Way to misread my post. I said I would object to them being drafted (draft still existed during Vietnam), but I wouldn’t object to them volunteering (no longer a draft) because they want to serve in some capacity. In fact, the law states that the disabled are to be accommodated by employers if possible.

So, I ask you again, since you pointedly avoided my question, what is it that you are objecting to in terms of the disabled serving in our draft free military?

I apologize. When you said “I would object to drafting those people against their will …” I took that to imply that you would be all in favor of them being drafted with their consent. Otherwise, why would you say “…against their will…”.

I wasn’t aware your question was pointed at me, as you posed it before I even read the first post in this thread. But, to answer a question you never asked of me, I am not objecting to the disabled from serving in our draft free military. I have to wonder what gave you the impression that I did. Sheesh!

It was not clear to whom you were speaking or what ‘objection’ you were referring to.

Two big reasons:

  1. The law states that the disabled are to be accommodated by employers if possible. The military is a mentally and physically challenging job. It is often NOT possible to accommodate disabilities. The military needs people who can deploy to austere conditions, exercise initiative, demonstrate sound judgment, and perform demanding work. If they don’t, people die. The entire point of the video is that McNamara was putting soldiers into jobs they were NOT suited for. The result was great loss of life (both for the soldiers and the people around them). Even the modern (2018) military tracks less-qualified and waivered soldiers and finds a higher rate of attrition, worse performance, and more UCMJ action. So every time the military agrees to take a less-qualified soldier, they are accepting a certain degree of risk.

So what if we take patriotic young Americans and find them low-risk, non-threatening jobs that are within their capabilities? That brings us to the second problem.

  1. Congress authorizes a certain number of service members each year. If the military is already at it’s “end-strength,” they cannot add new soldiers. All soldiers need to be deployable, and if someone’s limitations make them permanently non-deployable they are discharged. In the modern 2018 military, there is just no room for a less-capable, non-deployable soldier because they take up a ‘slot’ that could be used on a soldier who is physically and mentally capable.

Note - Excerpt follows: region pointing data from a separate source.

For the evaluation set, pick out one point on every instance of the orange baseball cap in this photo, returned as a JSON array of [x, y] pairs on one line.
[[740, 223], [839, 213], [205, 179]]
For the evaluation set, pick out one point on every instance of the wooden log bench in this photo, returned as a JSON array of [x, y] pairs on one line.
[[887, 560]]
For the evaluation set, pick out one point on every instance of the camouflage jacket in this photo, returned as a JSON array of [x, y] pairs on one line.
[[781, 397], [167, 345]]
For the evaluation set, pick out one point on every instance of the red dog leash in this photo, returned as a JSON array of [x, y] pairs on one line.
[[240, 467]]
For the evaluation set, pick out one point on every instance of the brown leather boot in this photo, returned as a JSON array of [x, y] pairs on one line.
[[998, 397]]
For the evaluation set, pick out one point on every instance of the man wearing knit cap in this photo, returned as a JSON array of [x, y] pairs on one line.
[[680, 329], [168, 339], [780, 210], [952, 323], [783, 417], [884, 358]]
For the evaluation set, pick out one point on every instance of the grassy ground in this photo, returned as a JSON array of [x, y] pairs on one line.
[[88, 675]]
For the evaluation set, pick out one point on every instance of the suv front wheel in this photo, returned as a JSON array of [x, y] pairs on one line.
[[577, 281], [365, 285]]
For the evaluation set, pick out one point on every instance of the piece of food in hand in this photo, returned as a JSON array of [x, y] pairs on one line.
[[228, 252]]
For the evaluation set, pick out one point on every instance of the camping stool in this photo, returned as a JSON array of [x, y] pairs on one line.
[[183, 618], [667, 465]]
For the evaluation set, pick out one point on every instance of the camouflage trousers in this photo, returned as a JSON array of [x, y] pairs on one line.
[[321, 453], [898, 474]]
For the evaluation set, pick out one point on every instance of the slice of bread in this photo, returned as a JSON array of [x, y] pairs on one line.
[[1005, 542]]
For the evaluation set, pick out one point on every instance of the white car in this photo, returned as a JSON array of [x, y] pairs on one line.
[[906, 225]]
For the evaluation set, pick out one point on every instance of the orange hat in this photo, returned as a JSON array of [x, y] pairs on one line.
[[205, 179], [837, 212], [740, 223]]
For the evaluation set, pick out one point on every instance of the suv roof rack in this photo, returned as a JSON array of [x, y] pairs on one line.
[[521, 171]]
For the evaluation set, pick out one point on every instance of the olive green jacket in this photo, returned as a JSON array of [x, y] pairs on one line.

If someone’s limitations make them unqualified for military service, they can seek employment as a civilian performing some kind of non-deployable administrative or support task.

TLDR: In a full-strength military there is no room to add an unqualified or under-qualified recruit. In a military experiencing a manpower shortage, less-qualified recruits are sometimes accepted but this comes at a cost of worse performance and unnecessary fatalities.

The Americans with Disabilities Act says:

So the ADA, at least, does not require the military to hire those with disabilities. If someone knows of another law that does, please let us know.